The time must not contain a comma before the fraction (as may be the case in some European countries), so false is: '10:25,14', correct is '10:25.14'.

Evenly distributed time

Every line in the file is interpreted to be the next sample. The time in the time column is assumed to be the time of the previous line plus the sample time interval. The file is not interpreted correctly if there are missing samples.

If the file has been recorded with a sample frequency greater than 1000 Hz, or a sample frequency that is not dividible by steps of 1 ms, then the time format for a newly recorded file should be set to have enough digits to describe the time. Otherwise the time difference between two lines may be equal or may be different than between two other lines. This is allowed.
So, for example, if you are storing a signal of 2000 Hz, then the time format must be set to at least h:m:s.4 (so four digits to be able to represent the 0.0005 sec sample interval times).

Technical file properties

For advanced users - the following file encodings can be interpreted:
- UTF-7
- UTF-8 (with or without BOM)
- UTF-16 little endian and big endian
- UTF-32 little endian and big endian

ANSI encoding is interpreted as UTF-8; if characters greater than ASCII 127 are used, they may be displayed as small squares. This may affect channel names, units and event marker codes.

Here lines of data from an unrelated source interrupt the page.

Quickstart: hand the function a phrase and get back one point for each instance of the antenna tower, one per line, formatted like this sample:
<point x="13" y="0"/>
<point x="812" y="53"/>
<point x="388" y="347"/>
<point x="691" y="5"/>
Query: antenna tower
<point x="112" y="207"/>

Please note that Polybench 1.30.0 and lower only interprets UTF-8 without BOM!

Limitations

CSV is a very simple and old table file format that is not bound to a standard. Because of its simplicity it is well suited for exporting data to other software programs, but also has severe limitations. The limitations in Polybench are described below.

No event marker updates

If a CSV file is being reviewed, then it is not possible to change, add or remove event markers in the file, as is possible in many other file formats. If markers are changed in review mode, then the changes are not stored in the file. Also, marker viewers etc. will not show any markers, because the markers are not separated from the signal data.

Not efficient

CSV does not contain any meta information about the contents of the file. Therefore, Polybench has to scan the file before each use, in order to know its contents (sample rate, channels, etc.). This takes time! Reading a CSV file may be slow. Also, CSV files use human-readible characters to write out the sample values, which is very inefficient and may lead to very large files.

General

Please beware of the limitations of CSV! Use the CSV file format to export signal data to other software applications, but better do not use CSV for production measurements that have to be post-processed in Polybench afterwards.